Le ministre a souligné que le métro constitue une opportunité unique pour la réorganisation du système de transport à Maurice. « In the context of the reengineering the public transport system, following the advent of the Metro Express, the major bus companies were requested to submit their written proposals to my Ministry. These proposals have been compiled and are currently being assessed by my Ministry”, ajoute-t-il.

Parmi les mesures correctives, le ministre a cité la répression contre les opérateurs illégaux qui représentent, dit-il, « 10 % de perte de revenus chez les opérateurs d’autobus ». Par ailleurs, il a parlé d’ajuster l’horaire des lignes de bus pour améliorer l’efficacité opérationnelle ; accroître l’attractivité du transport public par l’introduction d’une technologie propre, précisément l’introduction des bus électriques ; la réingénierie du secteur ; la numérisation pour réduire le vol et accroître l’efficacité opérationnelle ; la régionalisation des opérateurs de bus ; le redéploiement d’une partie de la flotte de bus impactés pour compléter le service sur d’autres lignes, et la mise en place de bus de desserte dans certaines régions.

Le ministre a précisé que trois compagnies d’autobus sont les plus à risques dans la conjoncture, marquée par une baisse drastique dans le nombre de passagers.
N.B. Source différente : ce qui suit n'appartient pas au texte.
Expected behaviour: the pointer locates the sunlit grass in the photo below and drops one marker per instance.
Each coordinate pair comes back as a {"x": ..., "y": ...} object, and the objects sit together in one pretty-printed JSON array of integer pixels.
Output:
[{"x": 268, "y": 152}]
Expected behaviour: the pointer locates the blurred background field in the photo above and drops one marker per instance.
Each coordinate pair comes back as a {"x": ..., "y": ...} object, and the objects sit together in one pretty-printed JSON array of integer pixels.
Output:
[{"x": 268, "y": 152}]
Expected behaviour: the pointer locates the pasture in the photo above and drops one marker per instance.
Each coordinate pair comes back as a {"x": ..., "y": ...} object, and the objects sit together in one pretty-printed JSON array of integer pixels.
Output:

La plus impactée demeure la compagnie,Rose-Hill Transport, ensuite le UBS et la Corporation Nationale de Transport (CNT). « But the idea is to reengineer the old system to give the operators the possibility to have other opportunities so that the question of laying off workers does not arise », prévoit-il dit, ajoutant que l’industrie reçoit beaucoup de subsides et de soutien du gouvernement en terme de Free Travel Scheme et de subvention sur le prix d’achat du diesel. « On each litre that each bus needs every day, Government pays Rs 20 per litre. So, you can imagine how many thousands and thousands of litres are used every day by NTC, Rose Hill Transport, UBS and the Mauritius Bus Transport. Government is subsidising millions of rupees per year only on diesel because the bus companies do not pay the Rs 55 per litre that we pay. Government tops up on each litre. Now, the free travel scheme also as you know, government spends about Rs530 m. and pays to the bus operators every year. Rs 530 millions to the bus operators. So, this is a sector which is heavily subsidized”, fait-il comprendre.

Alan Ganoo assur e les compagnies d’autobus que les mesures sont à l’étude au niveau de son ministère en vue d’évoluer vers un système de transport multimodal intégré et qu’ils seront consultés en conséquence.